Удавка справедливости, крючья истины и дыба возмездия. Сам праведный гнев дьявола идет за вами по пятам с окровавленными розгами, идет вприпрыжку, повизгивая от наслаждения полнотой гнусности философии. Аскеза мысли — его конек. Факт — его любимая игрушка. Маньяк-убийца — любитель точности и схем, клетчатый мастер квадратиков, мастер нудных шахматных эндшпилей, когда пешки, не верящие в благородство, чудо и милосердие, ставят мат королю.
Я представил его. Мне стало не по себя. Он был большой. Весил он фунтов семьсот – восемьсот. В черном камзоле из китовой кожи, с двухаршинной шпагой на боку, длинное лошадиное лицо, петушиная огромная нога, перстень на мизинце с фальшивой стекляшкой, в боку дыра, в дыре что-то движется, чмокает. Он идет быстро, хромает и не обходит углы домов, не задевая за стены.

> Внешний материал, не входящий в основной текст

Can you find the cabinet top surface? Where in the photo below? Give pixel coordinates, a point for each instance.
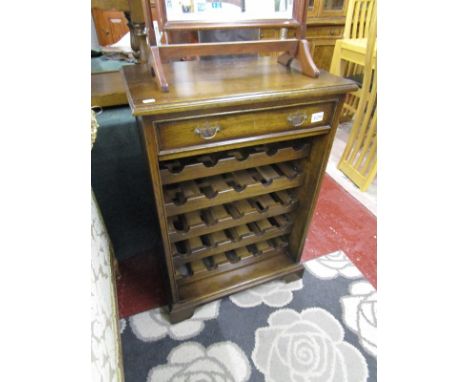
(217, 84)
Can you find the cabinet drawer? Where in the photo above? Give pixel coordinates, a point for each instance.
(202, 131)
(325, 31)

Я испугался, что снова схожу с ума. Множество раз липкое безумие подкрадывалось ко мне во тьме подвала анконского маяка. Мне слышались голоса, казалось, что кто-то дышит рядом со мной или дотрагивается до спины. Всякое бывало со мной за это время. Я не смог совладать с собой, обернулся и никого не увидел. «Никого там и не было, — подумал я, — никто же не знает, что я иду прикончить старого тюремщика замка Муль. Это невозможно». Я прошёл ещё шагов пятьдесят и почувствовал затылком, что за мной следят. Значит, я повредился рассудком, а это очень плохо. Что теперь станет с моей дочерью? Я завернул за угол дома. Было темно. Я забился в какую-то щель около запертой двери и постарался дышать как можно тише. Из-за двери вкусно пахло хлебом. «Если вдруг у меня забурчит в животе — я пропал. Холодные скользкие руки высунутся прямо из каменной стены и сцепят пальцы у меня на горле», — подумал я, и в это время мимо быстро и уверенно прошёл человек. Он торопился, стуча каблуками и сопя на ходу. Было понятно, что он не прячется и собирается меня нагнать. Я не слишком хорошо его разглядел, но он был обычным человеком, и запаха серы я не почувствовал. У меня отлегло от сердца. Я понял, что это не сумасшествие. Человек ушёл, шаги его смолкли.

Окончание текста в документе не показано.